Shell has signed Master Service Agreements (MSAs) with AT&T (network and telecommunications), Deutsche Telekom’s T-Systems unit (hosting and storage) and EDS (end user computing and integration). The total value of the deal to the three suppliers will be in excess of $4.0 billion. The outsourcing of Shell’s IT and communications (ITC) services will kick-off in July 2008. The agreement will see some 3,000 Shell employees and contractors around the world transfer to the suppliers. Shell will retain ‘strategic management’ ITC staff.

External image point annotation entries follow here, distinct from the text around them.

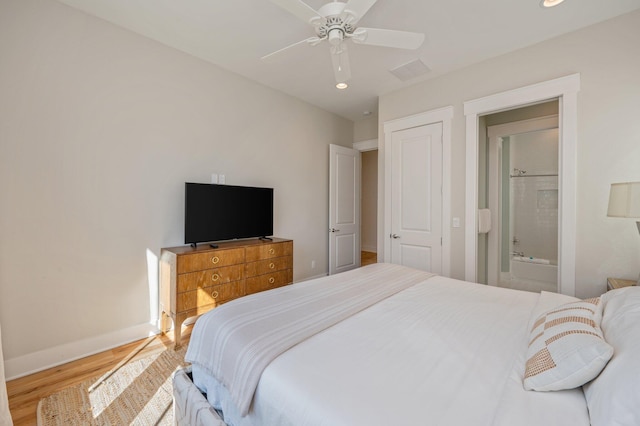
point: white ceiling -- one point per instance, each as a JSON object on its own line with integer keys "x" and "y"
{"x": 235, "y": 34}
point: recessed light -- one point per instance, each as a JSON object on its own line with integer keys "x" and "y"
{"x": 550, "y": 3}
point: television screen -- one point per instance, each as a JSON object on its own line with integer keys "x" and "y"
{"x": 225, "y": 212}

Shell CIO Alan Matula said, ‘This deal is a major strategic choice for Shell and will enhance our ability to respond to the growing demands of our businesses. It allows Shell to focus on Information Technology that drives our competitive position in the oil & gas market, while suppliers focus on improving essential IT capability.’
Business transformation TPI of The Woodlands, Texas, advised Shell on the deal. TPI partner Elesh Khakhar commented, ‘By providing integrated services to more than 1,500 sites in over 100 countries, Shell’s approach combines all the advantages of decentralized service provision with the benefits and efficiency of a centralized governance structure. Shell will be able to exploit emerging commoditized services designed for the consumer market, such as email or internet phone services and integrate them within their services when they become robust enough for commercial use.’
EDS EMEA VP Bill Thomas added, ‘Our global presence and experience as integrator on large-scale IT outsourcing projects will help reduce management complexity in Shell’s IT environment.’
We led last month with a Microsoft announcement that also touched on Shell’s communications strategy. It’s not clear quite how all the new deals interrelate—but it sure would be nice to have a peek at the service level agreements that navigate from Shell, through TPI, EDS, T-Systems, AT&T, Microsoft and Nortel. That’s one heck of a phone call!